BIG DATA AND TEXT: A REALITY CHECK by W H Inmon

No alt text provided for this image

Several years ago – when Big Data – was a new thing, I read that one of the features of Big Data was that it could store and manage unstructured data. I was most happy to see this advancement in technology. It has long been known that text was a big part of unstructured data and that text made up a tremendous amount of the data found in the corporation. Furthermore, despite the volume of text that existed, no one seemed to be doing much with it. So, when I read that someone was doing something about text, I was excited.

There is much data that is wrapped up in text that is quite useful for making decisions. As a small sampling of valuable textual there were –

  Emails

  Call center conversations

  Contracts

  Warranties

  Insurance claims

  Customer feedback

  The Internet

  And many more sources.

And it was true that this information was being ignored for the most part in most organizations.

I thought that it was about time that someone was doing something about all of this valuable data.

Then I looked into it more deeply and found that what was being said about Big Data was that the cost of storage was so inexpensive that it was now possible to store and manage textual data. But as far as actually turning text into a useful form, there was nothing particularly useful that was being done by Big Data except store the data economically.

In order to turn text into a useful form, text needs to undergo a significant transformation. Text needs to be disambiguated before it is useful for analysis.

Disambiguation is a difficult discussion.

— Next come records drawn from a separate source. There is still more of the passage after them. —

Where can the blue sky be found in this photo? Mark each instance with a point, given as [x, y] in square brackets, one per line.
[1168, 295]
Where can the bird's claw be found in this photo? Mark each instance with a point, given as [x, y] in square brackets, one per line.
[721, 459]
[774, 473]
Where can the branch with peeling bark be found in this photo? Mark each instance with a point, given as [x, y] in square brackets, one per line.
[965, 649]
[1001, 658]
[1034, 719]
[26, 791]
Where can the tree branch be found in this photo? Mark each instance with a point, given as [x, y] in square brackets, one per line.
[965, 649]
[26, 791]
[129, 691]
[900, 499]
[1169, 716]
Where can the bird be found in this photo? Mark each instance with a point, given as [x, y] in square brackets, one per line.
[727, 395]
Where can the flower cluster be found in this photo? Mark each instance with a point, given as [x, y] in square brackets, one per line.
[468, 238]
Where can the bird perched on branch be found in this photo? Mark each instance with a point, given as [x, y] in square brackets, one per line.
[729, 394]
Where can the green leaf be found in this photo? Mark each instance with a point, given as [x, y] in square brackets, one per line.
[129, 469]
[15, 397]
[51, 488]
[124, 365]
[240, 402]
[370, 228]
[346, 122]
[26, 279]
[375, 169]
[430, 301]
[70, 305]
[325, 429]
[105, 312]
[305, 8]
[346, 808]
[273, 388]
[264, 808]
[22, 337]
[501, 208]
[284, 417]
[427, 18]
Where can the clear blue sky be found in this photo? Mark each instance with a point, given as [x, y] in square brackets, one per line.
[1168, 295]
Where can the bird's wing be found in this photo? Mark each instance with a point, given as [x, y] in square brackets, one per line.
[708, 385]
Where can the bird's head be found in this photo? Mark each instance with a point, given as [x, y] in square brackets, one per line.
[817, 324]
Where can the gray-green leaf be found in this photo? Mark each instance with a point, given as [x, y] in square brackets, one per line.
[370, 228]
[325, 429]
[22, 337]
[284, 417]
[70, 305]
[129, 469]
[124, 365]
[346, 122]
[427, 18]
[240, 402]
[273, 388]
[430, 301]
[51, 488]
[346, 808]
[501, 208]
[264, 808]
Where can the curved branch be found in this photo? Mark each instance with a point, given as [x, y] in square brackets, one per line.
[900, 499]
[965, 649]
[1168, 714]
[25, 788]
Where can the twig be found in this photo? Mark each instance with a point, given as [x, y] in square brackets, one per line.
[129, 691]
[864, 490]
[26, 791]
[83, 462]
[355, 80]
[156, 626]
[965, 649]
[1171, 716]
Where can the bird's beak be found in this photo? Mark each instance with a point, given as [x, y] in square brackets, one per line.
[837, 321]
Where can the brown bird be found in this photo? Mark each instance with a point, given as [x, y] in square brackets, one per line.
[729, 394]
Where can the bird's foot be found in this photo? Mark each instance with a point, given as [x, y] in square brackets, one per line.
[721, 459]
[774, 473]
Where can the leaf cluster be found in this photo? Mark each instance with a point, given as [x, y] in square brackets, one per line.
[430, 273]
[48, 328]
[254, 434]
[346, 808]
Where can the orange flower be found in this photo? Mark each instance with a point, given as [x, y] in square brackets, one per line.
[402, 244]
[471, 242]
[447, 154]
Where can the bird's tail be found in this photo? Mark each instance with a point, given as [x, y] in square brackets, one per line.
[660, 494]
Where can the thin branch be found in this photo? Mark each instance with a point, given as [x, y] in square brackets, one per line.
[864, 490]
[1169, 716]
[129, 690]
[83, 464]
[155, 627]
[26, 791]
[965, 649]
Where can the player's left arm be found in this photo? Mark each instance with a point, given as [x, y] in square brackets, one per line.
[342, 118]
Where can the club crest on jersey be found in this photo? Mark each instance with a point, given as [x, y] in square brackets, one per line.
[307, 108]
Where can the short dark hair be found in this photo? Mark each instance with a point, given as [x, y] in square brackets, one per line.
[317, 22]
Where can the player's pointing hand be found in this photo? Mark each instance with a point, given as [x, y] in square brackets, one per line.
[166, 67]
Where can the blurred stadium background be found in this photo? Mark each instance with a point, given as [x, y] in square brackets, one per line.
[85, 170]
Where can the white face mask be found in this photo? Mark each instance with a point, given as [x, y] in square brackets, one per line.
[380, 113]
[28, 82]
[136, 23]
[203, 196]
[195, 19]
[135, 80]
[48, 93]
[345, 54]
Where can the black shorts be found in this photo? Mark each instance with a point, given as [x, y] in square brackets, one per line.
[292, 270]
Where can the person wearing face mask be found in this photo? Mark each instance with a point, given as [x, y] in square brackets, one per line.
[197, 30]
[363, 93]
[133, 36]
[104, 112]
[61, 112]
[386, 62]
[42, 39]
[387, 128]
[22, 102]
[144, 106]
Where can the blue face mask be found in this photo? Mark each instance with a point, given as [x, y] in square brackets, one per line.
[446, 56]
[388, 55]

As a simple example of disambiguation, you read the word “bridge”. Now what is being said? Bridge could refer to a card game. Bridge could be a way to cross a stream without getting wet. Bridge could be something the dentist puts in your mouth. Bridge could be a way to have a four way telephone conversation. And there are probably even more interpretations of the meaning of bridge. And there are literally thousands of other words that also have multiple meanings.

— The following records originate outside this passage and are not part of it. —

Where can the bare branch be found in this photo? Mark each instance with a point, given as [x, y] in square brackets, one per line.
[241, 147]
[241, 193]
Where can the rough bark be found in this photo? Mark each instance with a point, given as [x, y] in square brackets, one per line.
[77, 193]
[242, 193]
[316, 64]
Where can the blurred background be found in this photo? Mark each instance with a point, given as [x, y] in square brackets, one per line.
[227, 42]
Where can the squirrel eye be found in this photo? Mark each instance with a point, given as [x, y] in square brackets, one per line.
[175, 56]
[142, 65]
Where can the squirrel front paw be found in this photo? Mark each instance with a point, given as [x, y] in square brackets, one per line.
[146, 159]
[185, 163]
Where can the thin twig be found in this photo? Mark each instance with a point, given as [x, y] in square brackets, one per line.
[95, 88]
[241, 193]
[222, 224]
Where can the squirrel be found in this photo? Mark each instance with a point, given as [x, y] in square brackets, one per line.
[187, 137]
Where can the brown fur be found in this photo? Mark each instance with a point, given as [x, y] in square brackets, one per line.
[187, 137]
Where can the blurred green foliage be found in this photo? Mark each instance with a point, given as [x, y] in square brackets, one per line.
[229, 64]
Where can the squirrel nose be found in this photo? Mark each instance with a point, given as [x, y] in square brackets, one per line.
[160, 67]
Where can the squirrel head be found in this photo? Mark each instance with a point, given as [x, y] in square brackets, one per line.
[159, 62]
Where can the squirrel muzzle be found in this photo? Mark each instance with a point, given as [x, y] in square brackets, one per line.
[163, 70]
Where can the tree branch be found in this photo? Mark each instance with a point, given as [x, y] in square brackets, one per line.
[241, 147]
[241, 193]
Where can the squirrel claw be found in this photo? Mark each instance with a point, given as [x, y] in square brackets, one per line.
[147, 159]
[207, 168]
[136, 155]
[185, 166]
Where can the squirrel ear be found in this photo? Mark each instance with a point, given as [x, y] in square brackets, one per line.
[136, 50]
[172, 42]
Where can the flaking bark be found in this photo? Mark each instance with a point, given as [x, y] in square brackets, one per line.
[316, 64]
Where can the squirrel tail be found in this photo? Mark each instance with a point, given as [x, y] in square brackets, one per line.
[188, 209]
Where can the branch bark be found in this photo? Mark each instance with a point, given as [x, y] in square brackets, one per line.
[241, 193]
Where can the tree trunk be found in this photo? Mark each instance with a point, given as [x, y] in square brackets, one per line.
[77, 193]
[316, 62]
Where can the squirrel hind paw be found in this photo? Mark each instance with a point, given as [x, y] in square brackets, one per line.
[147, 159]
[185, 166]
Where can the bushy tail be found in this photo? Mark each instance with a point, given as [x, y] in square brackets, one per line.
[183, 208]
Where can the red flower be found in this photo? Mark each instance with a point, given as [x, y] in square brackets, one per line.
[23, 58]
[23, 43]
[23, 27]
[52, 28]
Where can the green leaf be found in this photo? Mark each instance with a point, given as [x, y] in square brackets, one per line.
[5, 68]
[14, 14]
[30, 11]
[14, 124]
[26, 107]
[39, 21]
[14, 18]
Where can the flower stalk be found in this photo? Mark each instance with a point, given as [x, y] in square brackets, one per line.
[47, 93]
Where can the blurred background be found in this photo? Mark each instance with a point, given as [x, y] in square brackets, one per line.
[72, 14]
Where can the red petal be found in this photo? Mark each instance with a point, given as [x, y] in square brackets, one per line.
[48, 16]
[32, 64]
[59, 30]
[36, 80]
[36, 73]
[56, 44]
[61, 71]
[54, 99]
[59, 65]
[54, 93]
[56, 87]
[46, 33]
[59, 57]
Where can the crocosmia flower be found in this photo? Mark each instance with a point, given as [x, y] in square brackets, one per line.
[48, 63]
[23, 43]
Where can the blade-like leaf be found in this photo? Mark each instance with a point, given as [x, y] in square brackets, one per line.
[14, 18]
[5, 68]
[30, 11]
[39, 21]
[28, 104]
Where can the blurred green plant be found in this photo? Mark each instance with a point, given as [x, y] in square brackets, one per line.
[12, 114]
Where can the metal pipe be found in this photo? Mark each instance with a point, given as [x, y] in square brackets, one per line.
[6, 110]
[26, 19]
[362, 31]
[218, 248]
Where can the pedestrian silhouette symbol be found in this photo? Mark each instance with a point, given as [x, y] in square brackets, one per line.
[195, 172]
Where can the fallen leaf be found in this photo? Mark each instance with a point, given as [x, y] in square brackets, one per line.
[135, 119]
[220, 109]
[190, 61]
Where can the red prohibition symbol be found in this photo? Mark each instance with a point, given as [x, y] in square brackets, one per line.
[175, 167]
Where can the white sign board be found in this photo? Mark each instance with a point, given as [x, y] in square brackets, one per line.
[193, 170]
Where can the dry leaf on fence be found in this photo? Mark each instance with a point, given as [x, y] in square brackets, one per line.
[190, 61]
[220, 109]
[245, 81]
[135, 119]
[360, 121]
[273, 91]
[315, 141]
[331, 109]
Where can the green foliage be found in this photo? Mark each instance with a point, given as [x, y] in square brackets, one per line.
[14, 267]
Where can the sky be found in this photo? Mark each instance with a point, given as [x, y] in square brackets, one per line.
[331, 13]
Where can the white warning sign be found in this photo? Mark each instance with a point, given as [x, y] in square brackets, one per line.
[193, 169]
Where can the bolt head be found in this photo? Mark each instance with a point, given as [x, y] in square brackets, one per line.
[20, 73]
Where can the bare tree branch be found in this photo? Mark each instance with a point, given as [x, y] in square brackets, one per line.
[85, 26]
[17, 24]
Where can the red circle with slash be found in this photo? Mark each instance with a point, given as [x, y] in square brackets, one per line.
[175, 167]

Or consider another conversation. Two guys are standing on a corner. A young lady passes by. One guy says to the other – “She’s hot.”

Now what is being said here?

One interpretation is that the young lady is attractive and the guy would like to have a date with her. Or it could be Houston, Texas in July and the temperature is 95 degrees and the humidity is 100%. The lady is covered in sweat. Or it could be that the two guys are doctors in a hospital and one doctor has just taken the temperature of the lady. She is sick and has a temperature of 104 degrees. The meaning of – she’s hot – depends entirely on the context of how the words were said and who said them.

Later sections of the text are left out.